Si necesitas una alfombra con formas especiales, o un tejido poco trabajado, o cualquier necesidad que se salga de lo normal. Y para eso están las alfombras a medida: para llegar allí donde las alfombras de medidas estándar no llegan.
En cualquiera de esas situaciones llegamos a las alfombras a medida no porque las hayamos buscado, sino porque no tenemos más remedio.
Pero las alfombras a medida no están únicamente para servir de solución cuando las alfombras hechas no son suficientes.
Sino que son en sí mismas una fuente de opciones y posibilidades que hacen que muchas veces, incluso exixtiendo modelos en alfombras estándar, hacerla a medida sea la mejor elección.
Alfombras a medida, opciones inagotables
Una alfombra estándar la tomas o la dejas tal como es. Te gusta o no, pero ahí se acaba la libertad de elección. Sin embargo una alfombra a medida te permite escoger parámetros sin fin.
Empezando por los remates
¿Eres de flecos? Pues ya la tienes. Si prefieres remate con ribete de hilo, pasa y elige el color, y si no la fábrica elegirá el más idóneo para el tono del la alfombra a medida.
Tal vez te gusten más las alfombras rematadas con cinta.

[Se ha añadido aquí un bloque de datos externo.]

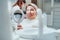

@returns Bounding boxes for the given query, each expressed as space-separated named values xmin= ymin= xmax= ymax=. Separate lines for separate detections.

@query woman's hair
xmin=26 ymin=3 xmax=38 ymax=10
xmin=13 ymin=0 xmax=26 ymax=7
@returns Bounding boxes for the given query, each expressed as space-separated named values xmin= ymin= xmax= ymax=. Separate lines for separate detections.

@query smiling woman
xmin=17 ymin=3 xmax=39 ymax=29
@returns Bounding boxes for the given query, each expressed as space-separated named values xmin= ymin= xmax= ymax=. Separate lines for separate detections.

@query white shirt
xmin=20 ymin=18 xmax=39 ymax=29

Pues hay cintas discretas y casi invisibles. Las hay anchas y vistosas, las tienes de tela de espiguilla, lisas, de pvc listas para el exterior, o delicadas de antelina, por poner un ejemplo.

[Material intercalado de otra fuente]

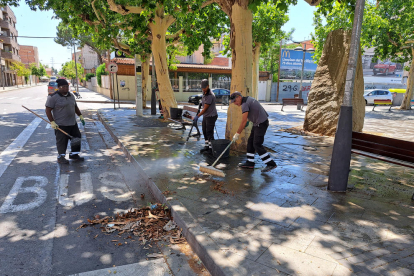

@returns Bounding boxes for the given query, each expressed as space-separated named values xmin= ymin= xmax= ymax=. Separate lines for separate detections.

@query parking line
xmin=0 ymin=118 xmax=42 ymax=177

Y en cada caso, mil tonos para acertar con la alfombra que tienes en la cabeza.
Puedes rematar la alfombra con dobladillo o incluso, si la vas a colocar de pared a pared y taparla con un zócalo, encárgala sin remate (al corte).
Siguiendo por la base
La base de la alfombra, aunque no la veamos, es fundamental. Es la trama que sujeta la urdimbre y que le da consistencia.
La mayoría de las alfombras a medida tienen bases fuertes y robustas, pero si quieres añadir por ejemplo antideslizante, nada más fácil si tu alfombra la configuras a medida.

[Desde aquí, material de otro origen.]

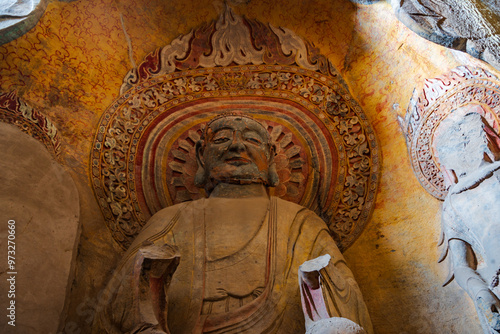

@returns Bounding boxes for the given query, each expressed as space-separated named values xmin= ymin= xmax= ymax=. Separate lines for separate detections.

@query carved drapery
xmin=91 ymin=8 xmax=379 ymax=249
xmin=0 ymin=92 xmax=61 ymax=159
xmin=400 ymin=66 xmax=500 ymax=200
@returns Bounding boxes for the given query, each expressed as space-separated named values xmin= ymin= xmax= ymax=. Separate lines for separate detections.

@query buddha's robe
xmin=93 ymin=197 xmax=373 ymax=334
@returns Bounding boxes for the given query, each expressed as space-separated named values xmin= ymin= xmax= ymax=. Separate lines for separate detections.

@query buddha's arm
xmin=448 ymin=239 xmax=500 ymax=322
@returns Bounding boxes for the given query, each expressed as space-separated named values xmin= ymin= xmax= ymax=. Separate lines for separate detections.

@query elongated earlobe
xmin=267 ymin=144 xmax=280 ymax=187
xmin=267 ymin=162 xmax=280 ymax=187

O si te gusta la sensación de alfombra mullida, puedes pedir que te la suministren con base acolchada o fieltro, que añade confort y esa sensación de pisar en blando.
El material también lo eliges tú
Habitualmente no nos solemos fijar en los materiales de las alfombras, pero si tienes alguna preferencia puedes partir de la elección de un material determinado para a continuación edificar tu proyecto de alfombra.
Desde lo más natural como lana o sisal, a lo más práctico, como vinilo o polipropileno, pasando por lo más clásico como alfombras lisas de pelo en poliamida o poliéster, el abanico de posibilidades es enorme, enfocado específicamente al uso que se le va a dar.
Y podríamos seguir: texturas, gamas de color, matices y un larguísimo etcétera que hace que elegir una alfombra a la medida no sea una posibilidad para usar cuando no hay más remedio, sino que la busquemos desde el principio.